During his rookie season in 2004, Pierce was inactive for the first seven games of the regular season. He made his NFL debut on October 26 against the Baltimore Ravens, but did not record any statistics. The following week, he posted three tackles (two solo) against the New England Patriots. On November 16, Pierce suffered a torn pectoral muscle and was subsequently placed on injured reserve, ending his season.

In 2004, Pierce was to battle Donnie Spragan and Jashon Sykes for the starting strong-side linebacker job. However, Pierce suffered a sprained medial collateral ligament in August, losing his chance at the job. He was able to recover in time for the regular season opener, but played primarily on special teams during the season and recorded just five tackles in 15 games.

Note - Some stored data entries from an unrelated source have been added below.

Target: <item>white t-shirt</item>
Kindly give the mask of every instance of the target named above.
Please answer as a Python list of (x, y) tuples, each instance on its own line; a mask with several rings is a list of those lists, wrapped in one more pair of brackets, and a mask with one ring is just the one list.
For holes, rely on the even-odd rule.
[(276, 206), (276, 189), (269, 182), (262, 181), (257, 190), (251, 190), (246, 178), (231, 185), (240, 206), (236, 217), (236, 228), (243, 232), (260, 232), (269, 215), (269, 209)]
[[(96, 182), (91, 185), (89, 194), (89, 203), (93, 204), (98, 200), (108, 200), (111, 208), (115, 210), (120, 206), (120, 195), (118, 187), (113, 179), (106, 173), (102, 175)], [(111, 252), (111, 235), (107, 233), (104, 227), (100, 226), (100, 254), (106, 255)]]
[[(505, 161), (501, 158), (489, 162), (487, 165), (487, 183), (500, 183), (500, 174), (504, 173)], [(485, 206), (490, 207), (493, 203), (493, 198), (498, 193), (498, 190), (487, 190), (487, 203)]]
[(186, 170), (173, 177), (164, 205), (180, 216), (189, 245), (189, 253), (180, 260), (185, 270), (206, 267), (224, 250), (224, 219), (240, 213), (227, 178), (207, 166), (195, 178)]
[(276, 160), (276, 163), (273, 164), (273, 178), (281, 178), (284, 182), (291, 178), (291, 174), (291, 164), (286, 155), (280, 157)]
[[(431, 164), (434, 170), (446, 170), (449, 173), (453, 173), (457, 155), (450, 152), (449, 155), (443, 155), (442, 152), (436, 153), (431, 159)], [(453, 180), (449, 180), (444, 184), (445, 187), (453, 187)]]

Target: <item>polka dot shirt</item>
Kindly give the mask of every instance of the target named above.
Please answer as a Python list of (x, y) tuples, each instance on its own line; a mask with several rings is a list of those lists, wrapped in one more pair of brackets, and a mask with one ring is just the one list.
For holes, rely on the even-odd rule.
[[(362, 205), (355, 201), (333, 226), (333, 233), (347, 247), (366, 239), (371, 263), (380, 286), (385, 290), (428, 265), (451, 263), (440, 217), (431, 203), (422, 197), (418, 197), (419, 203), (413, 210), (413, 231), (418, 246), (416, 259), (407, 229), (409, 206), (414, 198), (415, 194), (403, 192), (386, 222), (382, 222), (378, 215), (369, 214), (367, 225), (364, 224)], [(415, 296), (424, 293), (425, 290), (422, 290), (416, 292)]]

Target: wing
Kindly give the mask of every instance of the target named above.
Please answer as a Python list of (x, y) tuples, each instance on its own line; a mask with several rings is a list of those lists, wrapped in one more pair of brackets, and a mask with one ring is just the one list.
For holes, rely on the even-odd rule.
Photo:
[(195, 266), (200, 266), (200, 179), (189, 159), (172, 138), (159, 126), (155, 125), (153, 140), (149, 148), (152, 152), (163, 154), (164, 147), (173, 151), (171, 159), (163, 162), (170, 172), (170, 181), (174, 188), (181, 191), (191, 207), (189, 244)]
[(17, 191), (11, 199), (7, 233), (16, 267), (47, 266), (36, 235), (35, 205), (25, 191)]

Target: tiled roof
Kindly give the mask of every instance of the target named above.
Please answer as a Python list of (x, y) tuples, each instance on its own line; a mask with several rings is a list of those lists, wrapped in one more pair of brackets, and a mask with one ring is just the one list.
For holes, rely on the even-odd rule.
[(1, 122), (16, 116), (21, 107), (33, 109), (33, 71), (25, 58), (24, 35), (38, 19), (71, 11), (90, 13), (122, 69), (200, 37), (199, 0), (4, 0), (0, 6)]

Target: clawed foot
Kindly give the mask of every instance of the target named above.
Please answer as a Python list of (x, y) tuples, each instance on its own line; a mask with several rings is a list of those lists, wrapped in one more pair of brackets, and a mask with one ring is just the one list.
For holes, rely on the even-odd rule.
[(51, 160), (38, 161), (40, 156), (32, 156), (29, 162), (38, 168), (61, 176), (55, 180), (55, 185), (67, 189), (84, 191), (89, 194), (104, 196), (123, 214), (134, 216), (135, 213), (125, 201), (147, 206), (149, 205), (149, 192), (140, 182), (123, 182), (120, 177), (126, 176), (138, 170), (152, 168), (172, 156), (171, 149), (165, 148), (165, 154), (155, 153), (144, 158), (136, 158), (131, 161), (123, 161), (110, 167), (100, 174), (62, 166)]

Pierce was moved from inside to outside linebacker in the 2005 offseason, and worked there throughout the preseason. However, he was waived on September 3 at the conclusion of the preseason. He worked out for the Seattle Seahawks and Dallas Cowboys on separate occasions in October 2005, but was not signed.

===Houston Texans===
On January 18, 2006, the Houston Texans signed Pierce to a future contract. However, he was released on July 14, before training camp began.

==Coaching career==
On March 24, 2025, Cozart was hired to serve as the co-defensive coordinator and safeties coach at Bishop Miege High School.